Fixed vs. Floating Rate Loans
Examine the following financial characteristics, business needs and economic trends before deciding on business loan with a fixed or floating rate:
1. Interest Rate Trends
Economists are predicting low interest rates to continue in end of 2011 after which interest rates will start rising again.* A floating rate on a business loan converted into a fixed rate takes advantage of imminent rate decreases while giving the borrower an opportunity to lock in a low rate after a period of one to two years. Over the next year when interest rates bottom out, entrepreneurs should apply for business loans with fixed interest rates in case the Fed increases rates. Repeated Fed rate cuts (for at least three quarters) indicate that interest rates have bottomed out. Similarly, when the Fed stops raising the interest rates for two to three quarters, it means rates are on their way down and it may be an opportune time to apply for a business loan with a floating interest rate.
2. Cash Flow Needs
Generally, floating interest rate business loans require lower (anywhere between 50 to 75 basis points) initial payments than fixed rate products. This frees up cash flow for startup companies or other businesses with large initial costs or break even periods like franchises or security services. Enterprises like hotels and restaurants that have large initial capital outlay should also take a business loan with floating rates.

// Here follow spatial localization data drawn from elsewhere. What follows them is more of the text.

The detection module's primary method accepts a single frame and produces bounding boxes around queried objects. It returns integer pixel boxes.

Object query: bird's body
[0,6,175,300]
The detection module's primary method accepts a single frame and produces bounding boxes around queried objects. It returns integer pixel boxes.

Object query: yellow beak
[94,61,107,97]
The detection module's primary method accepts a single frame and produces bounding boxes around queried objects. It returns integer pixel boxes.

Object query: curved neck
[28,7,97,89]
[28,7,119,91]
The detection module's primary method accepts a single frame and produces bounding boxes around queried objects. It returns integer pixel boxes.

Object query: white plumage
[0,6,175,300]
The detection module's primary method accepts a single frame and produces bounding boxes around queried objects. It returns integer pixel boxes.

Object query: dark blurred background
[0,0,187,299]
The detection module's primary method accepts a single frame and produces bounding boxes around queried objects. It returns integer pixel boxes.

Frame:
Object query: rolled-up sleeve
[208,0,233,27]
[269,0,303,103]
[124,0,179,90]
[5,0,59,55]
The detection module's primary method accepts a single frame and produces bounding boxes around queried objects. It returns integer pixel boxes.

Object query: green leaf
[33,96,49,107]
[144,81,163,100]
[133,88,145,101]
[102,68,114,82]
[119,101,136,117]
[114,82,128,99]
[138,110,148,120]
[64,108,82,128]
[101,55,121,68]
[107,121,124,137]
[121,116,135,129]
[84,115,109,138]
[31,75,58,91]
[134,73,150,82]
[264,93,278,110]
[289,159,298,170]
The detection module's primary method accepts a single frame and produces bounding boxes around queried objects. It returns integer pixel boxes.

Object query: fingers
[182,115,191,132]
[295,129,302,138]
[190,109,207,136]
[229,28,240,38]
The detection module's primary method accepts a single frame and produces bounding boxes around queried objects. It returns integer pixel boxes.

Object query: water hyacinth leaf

Fixed interest rate business loans provide more capital support for needs like expansion plans or refinancing, especially in a rising interest rate environment. Businesses with low initial outlay like real estate brokerage and advisory business require consistent money for marketing and meeting payroll expenses. Such enterprises should apply for business loans with fixed interest rates.
3. Time Horizon
In selecting a business loan product, the owner needs to consider how long they want to keep the business, their exit strategy and the types of improvements they can make to increase the business valuation. This will help them choose a business loan based on prepayment penalties. For example, normally an SBA-backed business loan has three years of prepayment penalties. If somebody is planning to refinance or sell a business within three years, they will have to pay the penalty. Other product lines like conventional commercial asset-backed business loans may provide a longer fixed rate term and prepayment penalty period.